Poi un forte appello contro la mafia ed a starne lontani, spiegando pure le ragioni, adesso, della sua decisione.

«Perché signor giudice la “mafia” vive, si nutre, prolifera spesso di gesti, di parole, di proclami, di sottese solidarietà che consentono di creare quella rete di rapporti criminali. Ebbene questa mia dichiarazione vuole essere un contro-messaggio alla mafia, a quanti guardano alla mafia, a quanti stanno per intraprendere questo cammino prima accanto e poi dentro la mafia. A tutti quelli che pensano di avvicinarsi alla mafia io dico sappiate che la mafia fa schifo, che la mafia uccide la vostra dignità, riduce un essere a non essere se stesso, umilia le coscienze, devasta la persona e quelli che le stanno accanto. Ecco questo mio piccolo gesto vuole essere un gesto riparatore verso lo Stato, vuole essere un contributo che riscatti la mia coscienza, vuole essere un modo per chiedere scusa a quanti hanno perso la vita per combattere la mafia, per chiedere scusa allo Stato ed al mio ordine professionale».

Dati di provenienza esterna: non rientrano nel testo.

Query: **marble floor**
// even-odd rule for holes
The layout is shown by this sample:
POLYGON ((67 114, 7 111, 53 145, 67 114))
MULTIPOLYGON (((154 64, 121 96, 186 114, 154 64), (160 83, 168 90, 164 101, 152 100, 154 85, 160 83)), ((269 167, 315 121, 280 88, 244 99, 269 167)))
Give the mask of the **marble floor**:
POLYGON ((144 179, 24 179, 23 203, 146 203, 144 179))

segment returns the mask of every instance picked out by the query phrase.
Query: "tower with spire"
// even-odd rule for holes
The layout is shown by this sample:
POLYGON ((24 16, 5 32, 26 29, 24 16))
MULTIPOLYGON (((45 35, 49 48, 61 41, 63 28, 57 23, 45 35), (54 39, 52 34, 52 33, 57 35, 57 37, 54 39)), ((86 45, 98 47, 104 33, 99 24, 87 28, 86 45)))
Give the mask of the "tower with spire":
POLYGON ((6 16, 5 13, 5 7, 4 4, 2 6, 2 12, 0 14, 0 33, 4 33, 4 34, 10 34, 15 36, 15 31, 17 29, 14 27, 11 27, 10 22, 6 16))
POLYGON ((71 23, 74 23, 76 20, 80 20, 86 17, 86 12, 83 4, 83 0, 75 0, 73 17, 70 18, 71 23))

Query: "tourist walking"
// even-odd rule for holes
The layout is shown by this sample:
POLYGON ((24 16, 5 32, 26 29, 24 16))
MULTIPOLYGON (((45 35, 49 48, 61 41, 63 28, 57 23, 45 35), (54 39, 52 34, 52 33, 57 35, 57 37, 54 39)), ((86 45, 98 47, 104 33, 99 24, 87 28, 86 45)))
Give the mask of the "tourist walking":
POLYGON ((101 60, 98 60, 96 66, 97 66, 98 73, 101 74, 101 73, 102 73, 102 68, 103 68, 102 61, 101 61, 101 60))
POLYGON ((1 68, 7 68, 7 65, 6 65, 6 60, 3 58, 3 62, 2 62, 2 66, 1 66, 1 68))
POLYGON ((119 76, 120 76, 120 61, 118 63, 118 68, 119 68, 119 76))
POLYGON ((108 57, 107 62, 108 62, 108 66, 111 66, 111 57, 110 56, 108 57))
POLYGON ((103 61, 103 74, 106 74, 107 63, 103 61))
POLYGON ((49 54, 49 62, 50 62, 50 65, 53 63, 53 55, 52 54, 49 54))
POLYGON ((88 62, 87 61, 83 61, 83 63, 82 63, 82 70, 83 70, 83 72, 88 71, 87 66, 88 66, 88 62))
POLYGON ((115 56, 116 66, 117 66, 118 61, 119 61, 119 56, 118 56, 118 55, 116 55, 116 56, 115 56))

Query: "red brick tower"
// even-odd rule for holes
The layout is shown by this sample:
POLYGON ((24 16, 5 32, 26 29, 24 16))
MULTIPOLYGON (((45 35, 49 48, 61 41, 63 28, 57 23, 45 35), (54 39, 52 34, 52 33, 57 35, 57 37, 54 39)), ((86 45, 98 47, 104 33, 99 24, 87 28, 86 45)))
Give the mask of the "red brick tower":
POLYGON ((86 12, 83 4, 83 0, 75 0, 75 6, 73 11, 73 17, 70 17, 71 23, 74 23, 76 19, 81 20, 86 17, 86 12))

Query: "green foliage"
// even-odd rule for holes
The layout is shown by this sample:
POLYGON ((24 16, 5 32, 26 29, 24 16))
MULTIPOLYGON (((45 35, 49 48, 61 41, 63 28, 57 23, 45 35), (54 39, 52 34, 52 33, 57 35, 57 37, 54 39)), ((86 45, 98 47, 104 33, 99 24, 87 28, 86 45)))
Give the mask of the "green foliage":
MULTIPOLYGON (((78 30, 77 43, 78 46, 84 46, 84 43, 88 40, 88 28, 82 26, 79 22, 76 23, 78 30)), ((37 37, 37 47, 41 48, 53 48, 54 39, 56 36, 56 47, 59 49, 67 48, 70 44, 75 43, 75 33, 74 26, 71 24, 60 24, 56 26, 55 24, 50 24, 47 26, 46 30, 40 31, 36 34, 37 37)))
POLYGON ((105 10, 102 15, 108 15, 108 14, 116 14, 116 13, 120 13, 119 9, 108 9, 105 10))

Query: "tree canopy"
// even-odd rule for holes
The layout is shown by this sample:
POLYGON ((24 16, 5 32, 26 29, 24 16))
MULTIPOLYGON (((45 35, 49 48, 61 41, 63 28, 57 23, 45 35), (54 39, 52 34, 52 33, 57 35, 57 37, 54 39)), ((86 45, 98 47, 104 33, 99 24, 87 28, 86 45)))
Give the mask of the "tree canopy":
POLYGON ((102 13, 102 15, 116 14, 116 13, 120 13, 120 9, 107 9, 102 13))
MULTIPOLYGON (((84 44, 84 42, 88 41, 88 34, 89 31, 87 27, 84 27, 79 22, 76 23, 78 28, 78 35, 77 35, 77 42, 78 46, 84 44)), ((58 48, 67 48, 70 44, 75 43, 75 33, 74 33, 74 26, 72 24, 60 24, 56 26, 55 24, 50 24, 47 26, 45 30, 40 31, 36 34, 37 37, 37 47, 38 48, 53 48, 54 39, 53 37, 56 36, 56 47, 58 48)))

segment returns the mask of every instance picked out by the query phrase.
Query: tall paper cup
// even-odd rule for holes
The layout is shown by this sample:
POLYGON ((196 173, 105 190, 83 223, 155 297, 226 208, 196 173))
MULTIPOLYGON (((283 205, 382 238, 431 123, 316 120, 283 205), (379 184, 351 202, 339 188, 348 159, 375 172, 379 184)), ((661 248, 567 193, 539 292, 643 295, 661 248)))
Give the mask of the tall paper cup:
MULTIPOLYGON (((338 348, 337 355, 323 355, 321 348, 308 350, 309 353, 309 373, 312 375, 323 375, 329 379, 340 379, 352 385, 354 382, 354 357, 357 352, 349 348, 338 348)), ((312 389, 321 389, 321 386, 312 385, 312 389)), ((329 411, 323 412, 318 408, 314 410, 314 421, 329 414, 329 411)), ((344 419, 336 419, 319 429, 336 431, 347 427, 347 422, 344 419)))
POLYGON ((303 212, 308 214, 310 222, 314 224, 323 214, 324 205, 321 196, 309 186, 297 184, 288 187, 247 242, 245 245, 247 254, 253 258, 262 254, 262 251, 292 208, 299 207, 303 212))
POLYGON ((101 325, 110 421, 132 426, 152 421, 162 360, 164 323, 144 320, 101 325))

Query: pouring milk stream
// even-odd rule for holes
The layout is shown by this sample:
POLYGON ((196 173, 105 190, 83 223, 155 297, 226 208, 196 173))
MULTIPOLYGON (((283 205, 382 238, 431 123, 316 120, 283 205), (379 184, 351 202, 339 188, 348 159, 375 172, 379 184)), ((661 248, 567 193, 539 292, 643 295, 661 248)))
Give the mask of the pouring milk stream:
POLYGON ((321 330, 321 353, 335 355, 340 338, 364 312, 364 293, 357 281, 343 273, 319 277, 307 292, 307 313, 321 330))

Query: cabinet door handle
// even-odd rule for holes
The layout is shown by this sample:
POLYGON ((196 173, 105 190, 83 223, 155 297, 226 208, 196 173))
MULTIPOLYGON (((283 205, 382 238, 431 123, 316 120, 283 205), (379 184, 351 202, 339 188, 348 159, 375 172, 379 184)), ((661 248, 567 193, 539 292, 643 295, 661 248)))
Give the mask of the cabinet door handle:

Poi, riferendosi a quello che è stato un prima tentativo d’intraprendere un percorso di collaborazione con la giustizia, percorso che non si è concluso, anzi, ha lanciato una sorta di appello alla magistratura.

«Ai pubblici ministeri dico: quello che sapevo ve l’ho detto e se mi darete l’occasione continuerò a dirvelo, nei limiti delle mie conoscenze, ma sappiate che il mio rapporto con quel mondo era limitato ad una sola persona, che, come avete avuto modo di leggere e vedere, oltre a strumentalizzarmi, mettermi in ridicolo ed usarmi mi raccontava l’ovvio ed a volte il noto. Non ho nel mio animo nessuna volontà e coscienza di nascondere fatti per tutelare soggetti che mi hanno ucciso e che hanno ucciso il futuro di mia figlia. Se voi pensate che io possa fare questo, sappiate che sarei ancora più spregevole di chi rimane fedele alla mafia perché avrei per la seconda volta ucciso il futuro e la vita di mia figlia, che questa volta non avrebbe alcuna ragione e motivo di perdonarmi. Oggi mi sento libera da quei maledetti due anni, libera di dire che la mafia fa schifo. Libera di esprimermi come realmente il mio cuore mi indica».

E la sua lettera si chiude con un chiaro messaggio: «Signor giudice il mio è un percorso irreversibile di redenzione, che vuole portare quanti ho fatto del male a perdonarmi ed a accogliermi quando Dio e la giustizia me ne ridaranno l’opportunità. Grazie per avermi ascoltato e soprattutto perché di queste mie dichiarazioni essendo verbali ne resti traccia a voi, alla giustizia, a mia figlia, senza che mi importi cosa ora ne sarà di me». Messaggi forti, anche sofferti, che l’ex avvocatessa ha voluto lanciare gridando forte il suo rinnegare la mafia.